Risk in Central Clearing of Derivatives
The financial turmoil of 2008 heightened concerns about derivative securities and brought new regulation to the multi-trillion dollar swaps market. The new rules require that many swaps, which were previously traded bilaterally, now be cleared through central counterparties (CCPs). In “Hidden Illiquidity with Multiple Central Counterparties,” P. Glasserman, C. Moallemi, and K. Yuan investigate features of this new market structure. The authors argue that a CCP’s margin requirements, which are its first line of defense against the default of a swaps counterparty, need to account for the market liquidity of the swaps. They then show that a CCP will underestimate the margin it needs to collect if it fails to account for trades at other CCPs: banks that are members of one CCP are often members of multiple CCPs, so the failure of a clearing member is likely to affect multiple CCPs simultaneously, creating a greater impact than any one CCP might anticipate.
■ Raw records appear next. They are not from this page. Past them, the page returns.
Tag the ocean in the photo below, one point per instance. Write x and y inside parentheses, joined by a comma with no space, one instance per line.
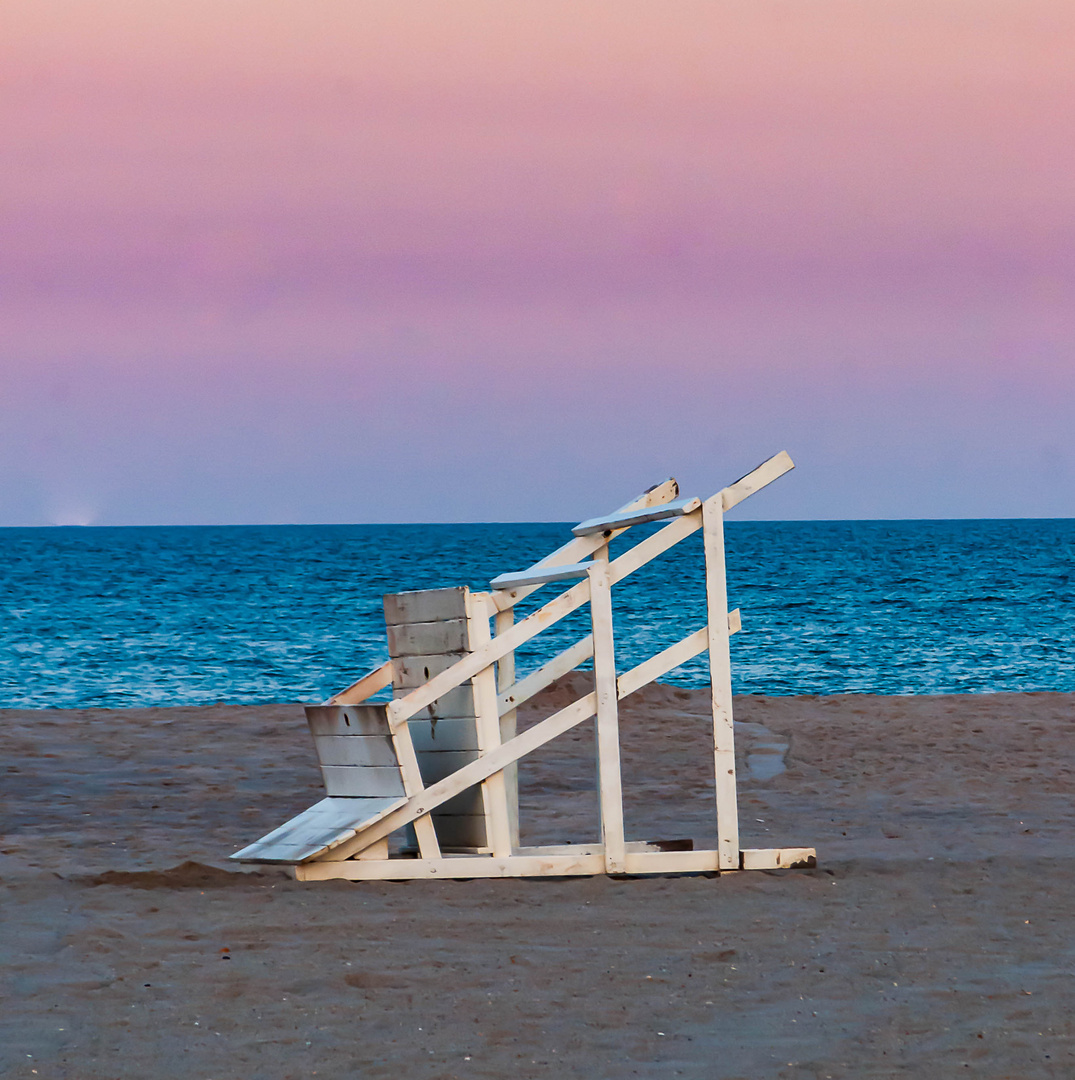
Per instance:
(189,616)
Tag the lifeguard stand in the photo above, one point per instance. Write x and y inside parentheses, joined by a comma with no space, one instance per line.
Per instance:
(437,764)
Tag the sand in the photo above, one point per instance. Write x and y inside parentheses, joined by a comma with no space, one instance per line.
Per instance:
(936,937)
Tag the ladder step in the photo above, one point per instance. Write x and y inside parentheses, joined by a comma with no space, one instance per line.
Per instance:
(622,521)
(540,575)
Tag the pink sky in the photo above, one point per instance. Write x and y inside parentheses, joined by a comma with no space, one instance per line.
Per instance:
(272,261)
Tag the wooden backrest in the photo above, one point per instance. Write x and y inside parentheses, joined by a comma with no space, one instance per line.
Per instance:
(428,632)
(354,750)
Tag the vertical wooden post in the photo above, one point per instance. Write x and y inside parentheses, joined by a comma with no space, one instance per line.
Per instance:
(506,678)
(720,673)
(608,753)
(426,834)
(486,710)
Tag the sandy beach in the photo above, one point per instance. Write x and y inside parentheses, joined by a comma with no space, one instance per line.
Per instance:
(936,937)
The Mathematics of Sharing Large Risk
One lesson learned from the financial crisis is the inadequacy of stand-alone risk assessment for financial or insurance/reinsurance companies. The way how financial agents are connected, either directly through contractual relationships or indirectly through joint exposures to certain risk sources, can severely affect the overall risk of the financial system or insurance market. In “Risk in a Large Claims Insurance Market with Bipartite Graph Structure,” O. Kley, C. Klüppelberg, and G. Reinert employ bipartite random networks to model exemplarily the market structure of risk sharing between reinsurance companies. The mathematical model itself as well as the developed methodology with relevant examples is also interpretable in a framework of common asset holdings from a portfolio management point of view. The specific nature of losses in the reinsurance sector suggests the use of heavy-tailed probability distributions which differ much from the widely known Gaussian distribution, so that extremely large losses can happen with non-negligible probability. Risk is assessed for individual reinsurance companies, for subsystems of companies as well as for the whole reinsurance market using the classical Value-at-Risk approach (as well as the Conditional Tail Expectation) applied to the joint distribution of catastrophe risks as well as the—possibly stochastic—market structure.